Mohamed Ouachen n’est pas un acteur, c’est un caméléon. Rarement a-t-on vu comédien changer ainsi de personnages au quart de seconde, en un haussement de sourcil, un geste infime de la main. C’est qu’en quota de transformations, l’artiste a du pain sur la planche avec le texte de Philippe Blasband :
Rue du Croissant. A la manière dont Georges Pérec retraçait la vie d’un immeuble à travers ses habitants dans
La vie, mode d’emploi, Philippe Blasband s’est mis en tête de compiler une rue entière.

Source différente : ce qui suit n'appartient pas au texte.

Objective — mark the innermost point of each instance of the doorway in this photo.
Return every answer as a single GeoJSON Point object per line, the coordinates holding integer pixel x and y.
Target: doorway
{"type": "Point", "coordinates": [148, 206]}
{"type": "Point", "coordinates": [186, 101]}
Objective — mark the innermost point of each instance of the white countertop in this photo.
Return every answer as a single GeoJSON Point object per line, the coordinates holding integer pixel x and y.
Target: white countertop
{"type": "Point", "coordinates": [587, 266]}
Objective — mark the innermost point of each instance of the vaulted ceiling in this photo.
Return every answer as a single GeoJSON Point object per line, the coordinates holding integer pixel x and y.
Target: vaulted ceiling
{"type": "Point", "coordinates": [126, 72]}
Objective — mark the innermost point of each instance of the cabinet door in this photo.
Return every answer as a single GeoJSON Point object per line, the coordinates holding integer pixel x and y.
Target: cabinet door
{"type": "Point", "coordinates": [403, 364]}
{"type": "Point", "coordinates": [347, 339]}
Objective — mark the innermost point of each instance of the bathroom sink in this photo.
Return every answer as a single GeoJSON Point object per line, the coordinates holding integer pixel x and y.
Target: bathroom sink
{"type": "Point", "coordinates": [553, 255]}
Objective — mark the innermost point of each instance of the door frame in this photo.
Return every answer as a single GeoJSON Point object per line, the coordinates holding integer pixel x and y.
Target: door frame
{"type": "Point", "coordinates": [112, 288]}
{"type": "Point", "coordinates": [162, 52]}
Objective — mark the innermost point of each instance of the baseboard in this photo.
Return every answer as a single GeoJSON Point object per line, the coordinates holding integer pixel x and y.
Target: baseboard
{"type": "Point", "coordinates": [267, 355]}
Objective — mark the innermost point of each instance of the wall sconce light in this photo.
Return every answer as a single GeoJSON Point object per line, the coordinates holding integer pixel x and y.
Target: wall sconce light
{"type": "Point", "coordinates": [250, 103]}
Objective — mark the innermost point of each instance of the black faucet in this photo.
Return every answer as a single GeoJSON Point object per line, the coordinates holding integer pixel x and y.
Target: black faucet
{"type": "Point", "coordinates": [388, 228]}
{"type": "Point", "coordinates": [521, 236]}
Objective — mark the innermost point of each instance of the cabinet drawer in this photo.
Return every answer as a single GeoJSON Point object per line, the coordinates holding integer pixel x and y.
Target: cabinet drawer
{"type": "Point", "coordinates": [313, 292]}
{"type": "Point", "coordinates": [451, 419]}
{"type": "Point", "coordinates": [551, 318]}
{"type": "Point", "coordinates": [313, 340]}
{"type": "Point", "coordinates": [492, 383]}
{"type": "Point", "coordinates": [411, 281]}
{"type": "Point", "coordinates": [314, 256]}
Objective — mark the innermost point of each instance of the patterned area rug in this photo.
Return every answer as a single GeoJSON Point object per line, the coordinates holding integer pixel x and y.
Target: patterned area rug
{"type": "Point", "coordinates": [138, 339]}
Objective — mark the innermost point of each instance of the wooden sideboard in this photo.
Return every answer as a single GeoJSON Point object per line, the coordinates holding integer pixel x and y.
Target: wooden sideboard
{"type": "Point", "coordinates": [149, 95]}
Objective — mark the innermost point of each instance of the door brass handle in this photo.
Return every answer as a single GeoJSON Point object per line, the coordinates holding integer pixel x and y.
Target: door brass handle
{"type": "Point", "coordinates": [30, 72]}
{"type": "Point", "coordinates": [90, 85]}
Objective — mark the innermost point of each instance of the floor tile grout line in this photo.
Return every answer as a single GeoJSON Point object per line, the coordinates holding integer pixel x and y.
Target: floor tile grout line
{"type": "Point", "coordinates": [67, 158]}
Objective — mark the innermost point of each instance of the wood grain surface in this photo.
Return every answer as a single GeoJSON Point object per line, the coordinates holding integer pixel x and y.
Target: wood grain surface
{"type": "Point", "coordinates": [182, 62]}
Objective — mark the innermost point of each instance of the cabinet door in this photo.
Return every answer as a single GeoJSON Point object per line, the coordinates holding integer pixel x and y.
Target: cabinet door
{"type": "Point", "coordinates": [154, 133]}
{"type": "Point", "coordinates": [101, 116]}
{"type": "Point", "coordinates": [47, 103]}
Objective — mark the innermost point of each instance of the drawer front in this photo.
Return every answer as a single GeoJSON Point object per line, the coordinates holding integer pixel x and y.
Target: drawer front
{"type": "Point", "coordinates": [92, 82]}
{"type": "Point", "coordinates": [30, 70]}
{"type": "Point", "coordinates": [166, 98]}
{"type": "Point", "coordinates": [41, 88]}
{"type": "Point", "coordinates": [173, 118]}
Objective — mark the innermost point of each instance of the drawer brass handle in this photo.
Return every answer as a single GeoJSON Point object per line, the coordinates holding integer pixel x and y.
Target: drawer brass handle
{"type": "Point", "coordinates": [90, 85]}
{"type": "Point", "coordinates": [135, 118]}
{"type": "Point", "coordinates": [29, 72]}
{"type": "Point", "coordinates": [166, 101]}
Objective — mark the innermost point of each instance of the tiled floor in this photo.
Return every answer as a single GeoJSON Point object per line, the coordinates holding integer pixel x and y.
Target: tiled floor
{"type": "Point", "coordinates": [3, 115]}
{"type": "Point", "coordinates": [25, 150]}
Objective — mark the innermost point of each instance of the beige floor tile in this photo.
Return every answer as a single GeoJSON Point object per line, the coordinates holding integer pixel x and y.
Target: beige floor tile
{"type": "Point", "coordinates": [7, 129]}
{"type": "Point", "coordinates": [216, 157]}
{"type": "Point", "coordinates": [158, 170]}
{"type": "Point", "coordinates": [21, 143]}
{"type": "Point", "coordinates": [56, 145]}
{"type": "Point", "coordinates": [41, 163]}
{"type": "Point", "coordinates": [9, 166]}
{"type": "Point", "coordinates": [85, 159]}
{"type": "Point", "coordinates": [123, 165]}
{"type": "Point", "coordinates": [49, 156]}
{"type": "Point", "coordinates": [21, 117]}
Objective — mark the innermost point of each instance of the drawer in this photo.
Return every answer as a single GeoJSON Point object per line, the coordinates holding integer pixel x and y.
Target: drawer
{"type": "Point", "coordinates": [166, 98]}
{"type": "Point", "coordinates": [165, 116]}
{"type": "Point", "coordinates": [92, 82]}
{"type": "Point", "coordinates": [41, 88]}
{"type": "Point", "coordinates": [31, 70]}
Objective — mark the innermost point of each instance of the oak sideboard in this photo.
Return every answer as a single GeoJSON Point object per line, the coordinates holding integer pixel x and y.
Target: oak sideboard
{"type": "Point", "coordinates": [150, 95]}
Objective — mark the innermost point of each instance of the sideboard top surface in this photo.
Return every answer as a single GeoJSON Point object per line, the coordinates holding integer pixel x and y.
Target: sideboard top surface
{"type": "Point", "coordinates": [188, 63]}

L’auteur a imaginé une centaine de personnages, tous articulés autour d’un évènement survenu dans la rue. Un cri, non identifié. Ou était-ce un râle, un rire ? Que s’est-il passé ? Une agression, un règlement de compte ? Le cri devient un bruit qui court et Mohamed Ouachen galope avec, incarnant chacun des habitants de la rue, réduits à une soixantaine de personnes par David Strosberg, œil extérieur sur ce projet, ce qui laisse tout de même un sacré morceau à se mettre sous la dent pour notre marathonien de comédien. Certes, Mohamed est rompu à l’exercice du solo, lui qui s’est fait une spécialité du one-man show, dont le
Djurdjurassique Bled de Fellag, mais sa grande force ici est de ne jamais tomber dans les excès du genre « stand-up ». Il est tour à tour Erika, Martine, Rachid, Dylan, une octogénaire ou une adolescente, un Portugais ou un Slovaque, un dealer de coke ou une bobo française, et même un chat ou un canari. Il jongle avec des dizaines d’accents mais jamais ne tombe dans la caricature. Il saute d’un personnage à l’autre avec une agilité de chat, une délicatesse inouïe, évoluant sur un carré blanc, égayé seulement de deux plantes vertes, rappel décalé de la ribambelle d’intérieurs qu’il visite, parfois le temps d’une simple phrase, parfois s’attardant plus longtemps. Avec sa menue dégaine de moineau tombé de son nid, on se demande où le comédien va puiser cette énergie pour porter l’explosion de cancans colorés : les uns racontent le cri sans avoir rien vu, les autres y voient le prétexte pour parler d’eux, certains s’en foutent, d’autres se cassent une jambe d’avoir voulu aider. C’est la vie telle qu’elle va dans une rue à la fois typique et atypique, « utypique » comme la définit l’auteur, parce qu’elle porte l’utopie d’un métissage vivace. C.M.